Although councillors must make their own determination about conflicts of interest, they may seek the advice of the chief administrative officer about a potential conflict before the matter comes to council.

Coun. Peter Poole also declared conflicts during budget talks when discussions turned to the Bear Street woonerf and a plan to realign the Wolf and Caribou streets intersection and beautify the area. He has a financial interest in properties there.

Coun. Ted Christensen, who owns a snow removal business, did not declare a conflict during discussion about whether or not to expand snow removal on sidewalks in Banff.

He said the scope of his business has downsized considerably, noting he shovels snow primarily for a couple of churches in town, though he acknowledges there may be a perceived conflict by some.

“At one time it may have been a conflict, but I shovel snow on a couple of areas where the Banff crews shovel and I work more or less in conjunction with them,” he said.

“If I get there first and the Town hasn’t, I ensure a safe sidewalk. If the Town comes along and they do it, that’s fine too,” he added.

“Yes, I get money for it and I can understand if there was someone else who had a concern, I would certainly consider it at greater depth.”

During talks on the municipality’s human resources department, Coun. Christensen raised the issue of employee benefits being changed to allow people over 70 to have them.

Other then Christensen in his role as councillor, administration said there were no municipal employees over 70. He said he didn’t feel the need to declare a conflict.

“When I turned 71 … my medical benefits I was out of the program, but I get paid what the Town would have contributed before,” he said.

“I am responsible for purchasing my own plan, but it pales in comparison to what the group benefits provide.”
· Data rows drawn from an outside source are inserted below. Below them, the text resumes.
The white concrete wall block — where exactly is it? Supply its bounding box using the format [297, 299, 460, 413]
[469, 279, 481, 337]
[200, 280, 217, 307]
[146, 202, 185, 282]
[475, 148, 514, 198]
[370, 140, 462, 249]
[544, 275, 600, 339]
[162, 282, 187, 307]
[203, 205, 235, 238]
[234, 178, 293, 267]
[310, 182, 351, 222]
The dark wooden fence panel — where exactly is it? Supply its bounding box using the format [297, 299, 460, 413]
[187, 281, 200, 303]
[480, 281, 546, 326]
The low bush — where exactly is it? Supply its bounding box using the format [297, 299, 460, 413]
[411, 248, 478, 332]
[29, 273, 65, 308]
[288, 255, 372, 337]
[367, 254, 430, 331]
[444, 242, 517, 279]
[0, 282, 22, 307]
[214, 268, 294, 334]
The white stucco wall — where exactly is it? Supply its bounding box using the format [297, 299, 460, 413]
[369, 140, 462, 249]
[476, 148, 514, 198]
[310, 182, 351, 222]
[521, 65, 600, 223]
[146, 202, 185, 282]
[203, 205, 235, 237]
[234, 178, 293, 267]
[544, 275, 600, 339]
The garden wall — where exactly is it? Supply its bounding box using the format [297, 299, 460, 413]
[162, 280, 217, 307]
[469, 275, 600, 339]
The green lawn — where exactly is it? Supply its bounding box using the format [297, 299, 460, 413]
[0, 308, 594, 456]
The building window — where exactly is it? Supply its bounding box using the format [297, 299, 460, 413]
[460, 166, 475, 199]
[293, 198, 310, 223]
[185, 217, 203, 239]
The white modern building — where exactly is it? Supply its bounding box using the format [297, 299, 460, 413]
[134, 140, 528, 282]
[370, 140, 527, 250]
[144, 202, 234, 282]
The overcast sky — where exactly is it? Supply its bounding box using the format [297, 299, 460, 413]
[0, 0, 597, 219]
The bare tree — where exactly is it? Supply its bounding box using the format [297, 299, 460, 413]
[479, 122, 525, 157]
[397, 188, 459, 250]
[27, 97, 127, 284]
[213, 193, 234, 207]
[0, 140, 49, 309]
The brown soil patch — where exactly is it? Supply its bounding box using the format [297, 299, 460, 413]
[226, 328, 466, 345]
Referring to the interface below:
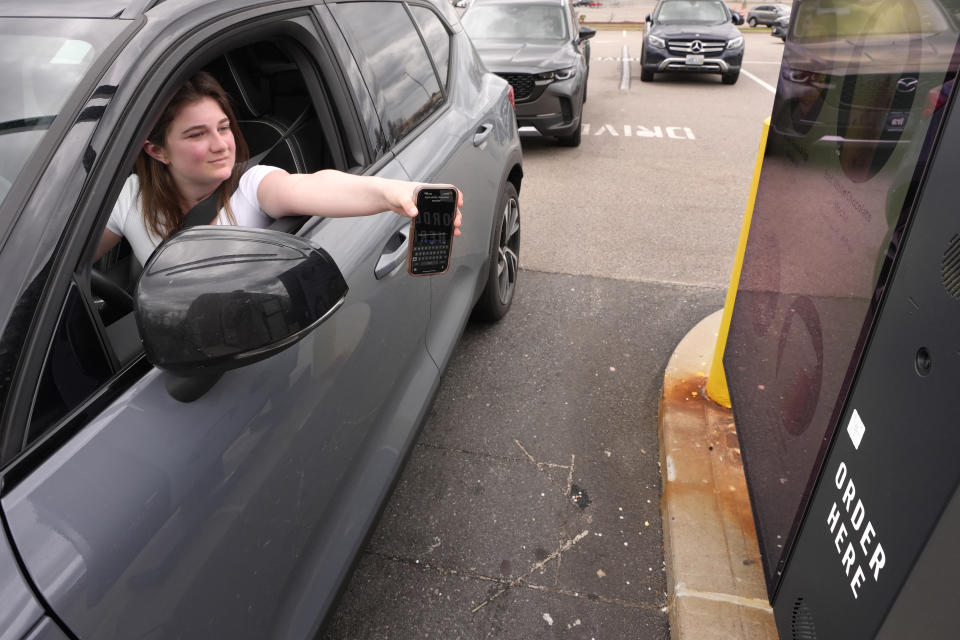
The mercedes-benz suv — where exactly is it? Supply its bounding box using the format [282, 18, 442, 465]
[640, 0, 744, 84]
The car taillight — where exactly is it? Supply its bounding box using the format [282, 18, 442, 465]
[923, 85, 947, 116]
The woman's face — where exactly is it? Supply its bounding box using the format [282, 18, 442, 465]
[145, 98, 236, 199]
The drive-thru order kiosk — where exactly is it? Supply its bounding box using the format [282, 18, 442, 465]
[723, 0, 960, 640]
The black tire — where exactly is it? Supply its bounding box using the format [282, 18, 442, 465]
[473, 182, 520, 322]
[557, 117, 583, 147]
[720, 69, 740, 84]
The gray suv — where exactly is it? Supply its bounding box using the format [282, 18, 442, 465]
[463, 0, 596, 147]
[0, 0, 522, 640]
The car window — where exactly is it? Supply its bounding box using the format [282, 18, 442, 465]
[23, 284, 113, 447]
[461, 4, 569, 40]
[0, 18, 119, 208]
[794, 0, 951, 42]
[657, 0, 727, 23]
[410, 7, 450, 86]
[331, 2, 443, 145]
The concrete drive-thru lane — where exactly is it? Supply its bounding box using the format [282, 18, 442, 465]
[324, 29, 782, 640]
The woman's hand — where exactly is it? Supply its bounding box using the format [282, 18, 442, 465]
[257, 169, 463, 236]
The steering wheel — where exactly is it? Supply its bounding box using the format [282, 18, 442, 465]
[90, 269, 133, 317]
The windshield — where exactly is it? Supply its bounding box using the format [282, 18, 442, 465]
[461, 4, 569, 40]
[793, 0, 951, 41]
[657, 0, 729, 24]
[0, 18, 122, 204]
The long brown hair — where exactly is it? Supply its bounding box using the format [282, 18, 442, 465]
[136, 71, 250, 240]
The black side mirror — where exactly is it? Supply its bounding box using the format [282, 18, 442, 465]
[134, 225, 347, 399]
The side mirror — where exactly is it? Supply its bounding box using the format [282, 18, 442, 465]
[134, 225, 347, 392]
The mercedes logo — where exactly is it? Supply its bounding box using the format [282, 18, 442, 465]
[897, 78, 920, 93]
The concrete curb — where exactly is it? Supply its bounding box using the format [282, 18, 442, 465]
[660, 309, 779, 640]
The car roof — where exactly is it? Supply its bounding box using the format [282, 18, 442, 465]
[468, 0, 570, 10]
[0, 0, 159, 18]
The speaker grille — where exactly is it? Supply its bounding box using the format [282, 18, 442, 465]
[940, 233, 960, 300]
[791, 598, 817, 640]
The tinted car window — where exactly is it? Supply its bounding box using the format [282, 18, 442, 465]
[0, 18, 117, 208]
[24, 286, 112, 445]
[463, 4, 569, 40]
[333, 2, 443, 145]
[657, 0, 727, 23]
[410, 7, 450, 85]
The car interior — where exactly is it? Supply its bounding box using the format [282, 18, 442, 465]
[24, 37, 358, 450]
[90, 39, 350, 376]
[91, 41, 347, 326]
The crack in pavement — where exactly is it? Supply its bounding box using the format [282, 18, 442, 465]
[365, 541, 663, 613]
[470, 529, 590, 613]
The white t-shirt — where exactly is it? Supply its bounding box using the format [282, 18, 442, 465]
[107, 165, 278, 264]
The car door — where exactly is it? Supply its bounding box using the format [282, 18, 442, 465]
[328, 2, 519, 366]
[2, 1, 437, 639]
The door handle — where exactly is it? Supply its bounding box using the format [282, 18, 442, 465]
[473, 122, 493, 147]
[373, 225, 410, 280]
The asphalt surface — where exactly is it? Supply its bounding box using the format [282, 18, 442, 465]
[324, 23, 782, 640]
[326, 271, 723, 640]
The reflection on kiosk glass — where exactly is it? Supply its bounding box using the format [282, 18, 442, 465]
[407, 187, 457, 276]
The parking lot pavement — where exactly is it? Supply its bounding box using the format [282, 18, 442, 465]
[325, 270, 723, 640]
[324, 11, 782, 640]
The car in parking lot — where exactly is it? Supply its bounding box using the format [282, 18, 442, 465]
[462, 0, 596, 147]
[640, 0, 744, 84]
[0, 0, 522, 640]
[747, 4, 791, 27]
[770, 14, 790, 42]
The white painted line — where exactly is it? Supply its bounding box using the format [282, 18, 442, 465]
[740, 67, 777, 94]
[620, 45, 630, 91]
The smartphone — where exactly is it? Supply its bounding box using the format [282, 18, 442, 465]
[407, 185, 458, 276]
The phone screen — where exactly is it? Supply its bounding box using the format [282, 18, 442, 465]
[409, 188, 457, 276]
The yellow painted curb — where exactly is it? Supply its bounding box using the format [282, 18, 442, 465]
[704, 116, 770, 409]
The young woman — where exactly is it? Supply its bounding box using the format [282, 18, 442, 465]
[96, 72, 463, 264]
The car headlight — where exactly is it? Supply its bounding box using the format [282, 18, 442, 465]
[537, 67, 577, 82]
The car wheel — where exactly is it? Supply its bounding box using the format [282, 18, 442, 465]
[474, 182, 520, 322]
[720, 69, 740, 84]
[557, 114, 583, 147]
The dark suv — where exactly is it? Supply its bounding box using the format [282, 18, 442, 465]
[463, 0, 596, 147]
[640, 0, 744, 84]
[0, 0, 522, 640]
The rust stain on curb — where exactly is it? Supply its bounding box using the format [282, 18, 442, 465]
[659, 310, 778, 640]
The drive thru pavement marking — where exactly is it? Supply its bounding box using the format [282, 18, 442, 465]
[580, 122, 697, 140]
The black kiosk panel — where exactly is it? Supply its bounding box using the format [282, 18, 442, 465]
[724, 0, 960, 604]
[774, 75, 960, 639]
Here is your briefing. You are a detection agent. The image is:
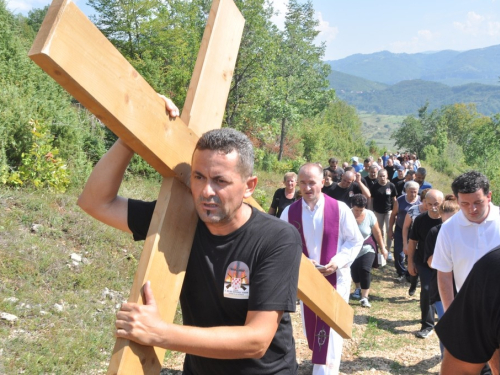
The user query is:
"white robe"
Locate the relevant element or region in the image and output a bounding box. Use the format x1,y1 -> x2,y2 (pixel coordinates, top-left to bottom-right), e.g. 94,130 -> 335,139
281,194 -> 363,375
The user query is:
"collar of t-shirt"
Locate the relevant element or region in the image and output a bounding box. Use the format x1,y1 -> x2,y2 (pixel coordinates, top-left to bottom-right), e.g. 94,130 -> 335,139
457,202 -> 500,227
302,193 -> 325,213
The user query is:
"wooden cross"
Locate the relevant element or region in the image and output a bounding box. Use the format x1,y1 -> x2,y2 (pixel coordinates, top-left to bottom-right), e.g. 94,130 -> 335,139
29,0 -> 354,374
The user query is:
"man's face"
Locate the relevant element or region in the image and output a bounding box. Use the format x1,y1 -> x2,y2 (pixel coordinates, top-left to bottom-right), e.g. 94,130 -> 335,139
285,177 -> 297,191
406,188 -> 418,202
415,173 -> 425,186
458,189 -> 491,224
370,168 -> 378,180
339,172 -> 356,189
299,166 -> 325,204
425,193 -> 443,216
377,170 -> 387,186
191,150 -> 256,229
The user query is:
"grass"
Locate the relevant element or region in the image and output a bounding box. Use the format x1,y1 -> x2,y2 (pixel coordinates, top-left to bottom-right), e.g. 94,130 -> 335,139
358,112 -> 406,151
0,169 -> 450,374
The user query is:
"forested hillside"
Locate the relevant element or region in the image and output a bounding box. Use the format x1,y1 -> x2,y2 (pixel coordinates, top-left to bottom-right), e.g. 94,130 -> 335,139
328,45 -> 500,86
329,78 -> 500,116
0,0 -> 367,191
0,0 -> 500,204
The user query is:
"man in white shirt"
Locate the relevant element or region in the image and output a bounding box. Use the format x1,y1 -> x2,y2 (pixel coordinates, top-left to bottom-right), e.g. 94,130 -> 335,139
432,171 -> 500,374
281,163 -> 363,375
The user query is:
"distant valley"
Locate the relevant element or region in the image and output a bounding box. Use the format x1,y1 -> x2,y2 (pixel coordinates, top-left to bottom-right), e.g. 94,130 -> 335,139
328,45 -> 500,115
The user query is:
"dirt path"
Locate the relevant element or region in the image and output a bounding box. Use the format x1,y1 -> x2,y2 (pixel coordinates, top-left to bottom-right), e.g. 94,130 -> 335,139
162,262 -> 440,375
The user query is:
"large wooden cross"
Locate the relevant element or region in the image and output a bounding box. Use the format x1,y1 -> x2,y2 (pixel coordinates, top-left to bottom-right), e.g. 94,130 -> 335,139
29,0 -> 353,375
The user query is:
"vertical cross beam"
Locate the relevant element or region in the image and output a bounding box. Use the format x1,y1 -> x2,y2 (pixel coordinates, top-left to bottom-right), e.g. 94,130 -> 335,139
29,0 -> 353,374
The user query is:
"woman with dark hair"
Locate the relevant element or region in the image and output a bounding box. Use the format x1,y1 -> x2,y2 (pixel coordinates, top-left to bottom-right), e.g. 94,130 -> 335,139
267,172 -> 297,217
351,194 -> 388,307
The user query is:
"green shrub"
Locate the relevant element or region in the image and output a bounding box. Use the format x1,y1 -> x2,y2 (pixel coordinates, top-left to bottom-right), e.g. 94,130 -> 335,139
11,120 -> 69,192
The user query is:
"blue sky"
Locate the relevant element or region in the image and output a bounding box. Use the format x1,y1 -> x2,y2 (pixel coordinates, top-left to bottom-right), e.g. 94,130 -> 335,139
7,0 -> 500,60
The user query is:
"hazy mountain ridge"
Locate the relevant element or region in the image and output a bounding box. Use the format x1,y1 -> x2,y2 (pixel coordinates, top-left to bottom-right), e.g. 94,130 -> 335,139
327,45 -> 500,85
329,45 -> 500,115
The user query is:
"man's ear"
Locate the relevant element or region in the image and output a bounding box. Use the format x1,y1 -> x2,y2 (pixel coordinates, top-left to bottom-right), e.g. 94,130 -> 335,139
243,176 -> 257,199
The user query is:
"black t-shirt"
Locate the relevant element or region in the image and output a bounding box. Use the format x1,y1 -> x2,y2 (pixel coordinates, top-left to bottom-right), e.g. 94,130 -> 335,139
325,167 -> 344,182
365,176 -> 378,190
370,182 -> 396,214
128,199 -> 302,375
424,224 -> 442,305
321,182 -> 361,207
271,188 -> 295,217
394,180 -> 406,197
410,212 -> 443,268
385,165 -> 396,181
436,247 -> 500,363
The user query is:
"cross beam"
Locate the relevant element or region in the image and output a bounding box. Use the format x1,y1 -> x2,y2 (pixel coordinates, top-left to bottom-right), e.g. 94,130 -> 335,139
29,0 -> 353,374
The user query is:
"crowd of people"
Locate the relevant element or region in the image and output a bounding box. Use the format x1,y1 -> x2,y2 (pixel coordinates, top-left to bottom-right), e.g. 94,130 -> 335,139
78,97 -> 500,375
269,153 -> 500,374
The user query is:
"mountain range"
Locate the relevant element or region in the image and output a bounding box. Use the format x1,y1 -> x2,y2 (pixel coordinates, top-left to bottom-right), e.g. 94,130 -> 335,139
328,45 -> 500,115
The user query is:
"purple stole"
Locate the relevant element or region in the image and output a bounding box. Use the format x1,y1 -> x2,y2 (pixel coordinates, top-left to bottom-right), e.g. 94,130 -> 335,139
288,194 -> 340,365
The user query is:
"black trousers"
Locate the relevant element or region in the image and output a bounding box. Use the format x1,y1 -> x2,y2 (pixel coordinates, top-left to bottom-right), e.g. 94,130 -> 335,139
415,262 -> 435,329
351,253 -> 375,289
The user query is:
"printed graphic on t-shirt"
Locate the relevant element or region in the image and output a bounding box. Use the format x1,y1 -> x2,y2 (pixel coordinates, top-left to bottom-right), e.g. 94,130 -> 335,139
224,261 -> 250,299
Robert Earl, Banff’s town manager, said it’s up to an individual councillor to decide whether or not to declare a conflict.

With respect to the discussion and debate on snow clearing and employee benefits, Earl said a councillor had never asked him about conflicts over those issues.

“At the end of the day, it’s up to that councillor to look at the facts of the situation and try to determine if they’re in conflict,” he said.

Previous to service review and budget discussions kicking off at the end of November, DiManno had declared a conflict other transit items, including the construction of a transit bus garage and transit reserve.

During budget, she declared a conflict when it came to decision-making on a trial for shuttle buses to and from the Liricon train station lot, increased transit frequency on Route 2, potential upgrades of two buses to biodiesel, bus service between Calgary and Banff among others, ski bus shelters, fare-free trails days, Central Park pedestrian crossing, and a portable hydraulic lift for buses.

As she headed into her first service review and budget since taking the job, she said she did not realize how far-reaching transit reaches throughout the municipality’s operations – from planning and engineering to communications.

“Transit is near and dear to my heart. It’s a huge passion of mine … since I’ve taken the job and since I’ve been managing it in real time, transit has now become a trigger word,” she said.

“When I hear it come up in deliberations, I know that’s my cue to exit.”